I’m not sure why audiences decided to sh*t on Andrew Stanton’s John Carter. Sometimes we just screw up, I suppose. The list of great films that bombed when they first came out is longer than my arm. For whatever reason Fight Club, It’s a Wonderful Life, Office Space, Citizen Kane and Willy Wonka and the Chocolate Factory (just to name a few) all failed to find an audience on their first go around, but we found our way to them eventually. Time is the greatest critic of all. And I suspect that time will be kind to John Carter once people finally watch the film without a cruddy marketing campaign to sway them. It’s on Blu-ray today, so if you missed it in theaters – and statistically speaking, you probably did – you finally have a chance to make things right.
I reviewed the film back in March, and I freaking loved it. Having watched it again on home video, in glorious 2D, I can say that I still love it but have a greater awareness of its flaws. John Carter suffers from the same problems most space operas have, like overly arch characters and a tendency to wallow in the spectacular crapulence (or “spectaculence”) of its special effects. But like the very best space operas it also brims with an imagination that jolts you to an upright sitting position at all the right times. It boasts an emotional storyline buoyed by childlike wonder and mature ethical dilemmas. While not infallible, calling it the best film of its ilk in many years is not hyperbole.
Starring Taylor Kitsch, whose career is in trouble now that both this and Battleship failed to make it big, John Carter takes its eponymous hero from the wilds of the 19th century American west to the wilds of Barsoom, or as we call it on Earth, Mars. They have a funny name for our planet too. Through a process Carter doesn’t entirely understand, teleporting to Mars has given him superhuman strength and the ability to leap mountains in a single bound. He arrives as the planet is in the middle of its own Civil War, in which the good guys are at war with a despot (“The Wire’s” Dominic West) who has a mysterious and all-powerful new weapon.
Naturally, the good guys want John Carter to be their secret weapon, but years of brutal conflict in the Civil War and the loss of his wife and child have left our hero embittered, and at war with war itself. Through the love of a strong and independent heroine played by Kitsch’s X-Men Origins: Wolverine co-star Lynn Collins, he eventually starts to come around, but not before releasing his pent up rage on whole armies of alien monsters. It’s a simple plot (obviously) but one based on strong internal and external turmoil, fabulously told via beautiful visual effects and a truly magnificent score by Michael Giacchino.

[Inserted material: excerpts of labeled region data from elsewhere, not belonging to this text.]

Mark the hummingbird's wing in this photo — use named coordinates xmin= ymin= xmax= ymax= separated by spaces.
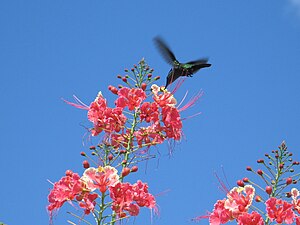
xmin=154 ymin=37 xmax=177 ymax=65
xmin=186 ymin=58 xmax=208 ymax=65
xmin=185 ymin=58 xmax=211 ymax=76
xmin=165 ymin=67 xmax=183 ymax=87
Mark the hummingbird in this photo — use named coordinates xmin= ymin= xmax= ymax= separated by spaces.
xmin=154 ymin=37 xmax=211 ymax=87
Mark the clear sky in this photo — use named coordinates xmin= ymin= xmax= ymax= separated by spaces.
xmin=0 ymin=0 xmax=300 ymax=225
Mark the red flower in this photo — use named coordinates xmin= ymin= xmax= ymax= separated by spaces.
xmin=135 ymin=124 xmax=165 ymax=148
xmin=109 ymin=183 xmax=133 ymax=218
xmin=224 ymin=185 xmax=255 ymax=218
xmin=79 ymin=193 xmax=98 ymax=215
xmin=81 ymin=166 xmax=119 ymax=193
xmin=109 ymin=181 xmax=156 ymax=218
xmin=266 ymin=197 xmax=295 ymax=224
xmin=296 ymin=216 xmax=300 ymax=225
xmin=88 ymin=92 xmax=127 ymax=136
xmin=115 ymin=87 xmax=146 ymax=110
xmin=47 ymin=171 xmax=84 ymax=212
xmin=291 ymin=188 xmax=300 ymax=213
xmin=151 ymin=84 xmax=177 ymax=108
xmin=237 ymin=211 xmax=265 ymax=225
xmin=162 ymin=106 xmax=182 ymax=140
xmin=209 ymin=199 xmax=232 ymax=225
xmin=140 ymin=102 xmax=159 ymax=123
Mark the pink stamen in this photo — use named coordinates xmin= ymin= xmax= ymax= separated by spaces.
xmin=62 ymin=95 xmax=90 ymax=110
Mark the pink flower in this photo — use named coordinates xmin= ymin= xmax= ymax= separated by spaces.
xmin=224 ymin=185 xmax=255 ymax=218
xmin=79 ymin=193 xmax=98 ymax=215
xmin=115 ymin=87 xmax=146 ymax=110
xmin=140 ymin=102 xmax=159 ymax=123
xmin=237 ymin=211 xmax=265 ymax=225
xmin=291 ymin=188 xmax=300 ymax=213
xmin=109 ymin=183 xmax=133 ymax=218
xmin=81 ymin=166 xmax=119 ymax=193
xmin=209 ymin=199 xmax=232 ymax=225
xmin=151 ymin=84 xmax=177 ymax=108
xmin=266 ymin=197 xmax=295 ymax=224
xmin=47 ymin=170 xmax=84 ymax=212
xmin=162 ymin=106 xmax=182 ymax=140
xmin=109 ymin=181 xmax=156 ymax=218
xmin=135 ymin=124 xmax=165 ymax=148
xmin=88 ymin=92 xmax=127 ymax=136
xmin=296 ymin=216 xmax=300 ymax=225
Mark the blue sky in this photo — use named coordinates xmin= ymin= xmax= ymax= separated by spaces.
xmin=0 ymin=0 xmax=300 ymax=225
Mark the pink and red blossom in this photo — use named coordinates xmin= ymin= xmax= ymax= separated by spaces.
xmin=81 ymin=166 xmax=119 ymax=193
xmin=109 ymin=181 xmax=156 ymax=218
xmin=115 ymin=87 xmax=146 ymax=111
xmin=47 ymin=170 xmax=84 ymax=212
xmin=237 ymin=211 xmax=265 ymax=225
xmin=266 ymin=197 xmax=295 ymax=224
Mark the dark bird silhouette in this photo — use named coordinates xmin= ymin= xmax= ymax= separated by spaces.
xmin=154 ymin=37 xmax=211 ymax=87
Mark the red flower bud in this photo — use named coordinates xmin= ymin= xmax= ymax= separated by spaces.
xmin=76 ymin=195 xmax=83 ymax=201
xmin=108 ymin=85 xmax=118 ymax=95
xmin=107 ymin=154 xmax=114 ymax=161
xmin=66 ymin=170 xmax=73 ymax=177
xmin=266 ymin=186 xmax=272 ymax=195
xmin=141 ymin=83 xmax=147 ymax=91
xmin=246 ymin=166 xmax=252 ymax=171
xmin=131 ymin=166 xmax=139 ymax=172
xmin=236 ymin=180 xmax=245 ymax=187
xmin=119 ymin=212 xmax=126 ymax=218
xmin=238 ymin=205 xmax=245 ymax=212
xmin=255 ymin=195 xmax=262 ymax=202
xmin=82 ymin=160 xmax=90 ymax=169
xmin=122 ymin=167 xmax=130 ymax=177
xmin=279 ymin=163 xmax=284 ymax=169
xmin=285 ymin=192 xmax=292 ymax=198
xmin=286 ymin=177 xmax=293 ymax=185
xmin=257 ymin=159 xmax=265 ymax=163
xmin=257 ymin=170 xmax=264 ymax=176
xmin=243 ymin=177 xmax=249 ymax=183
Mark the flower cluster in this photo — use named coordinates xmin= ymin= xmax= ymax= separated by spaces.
xmin=48 ymin=60 xmax=200 ymax=224
xmin=195 ymin=142 xmax=300 ymax=225
xmin=48 ymin=166 xmax=156 ymax=221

But all is not well in the world of John Carter. Sci-fi and fantasy purists can overlook a slow second act and the desolate Martian landscapes that sometimes fail to make the film seem properly alive. The action sequences range from instantly iconic to confusingly slapdash, particularly during a poor opening sequence and a climactic battle that finds the whole cast flailing swords around like the President of Mars declared it “Nerf Day.” The sincere dialogue also feels a little antiquated at times, but I think you’ll find that it suits John Carter’s period aesthetic and its early-20th century pulp fiction origins. These concerns are mostly nitpicks in the long run. I can name you a dozen recent, infinitely more popular films with worse crimes on their resume, from the schizophrenic Transfomers pictures to the simple-minded plot hole-ridden Avatar. And while still failing to reach perfection, John Carter laps them all through a potent mixture of awe and heart.
John Carter gets the Blu-ray it deserves this week with a sumptuous transfer and a spectacular surround sound treatment. The special features are mostly successful at pulling you into the film’s sense of the fantastic, showing the nearly 100-year process of adapting John Carter to the screen and smartly addressing various aspects of the production via a lively commentary track with director Andrew Stanton and producers Jim Morris and Lindsey Collins. The deleted scenes are hardly a revelation, but are worth watching if only to see their various states of completion, since they were abandoned at several different points throughout the production process.
The blooper reel is, as always, of little interest (although there’s a highlight at the end), and alas, the featurette “360 Degrees of John Carter” wears out its welcome quickly. The short doc follows the shooting of John Carter over a single day, and if you’ve ever worked on a film set, you know how boring that can be. I see what they were getting at – showing a small part of the production in detail rather than the whole thing in broad strokes – but I think they picked the wrong day. There’s so much involved in the action sequence they chose to document that it feels like they’re covering the broad strokes anyway. And maybe they shouldn’t have kept cutting to a digital clock that beeps so annoyingly I eventually turned the special feature off before it was done.
John Carter belongs in your film collection. If you were scared off by all the peer pressure and underwhelming trailers you’ll be pleasantly surprised. If you saw the film and noticed only its flaws, I implore you: take another look and try to get in on its pulpy wavelength. It’s a rewarding, often breathtaking motion picture experience. Don’t sh*t on it.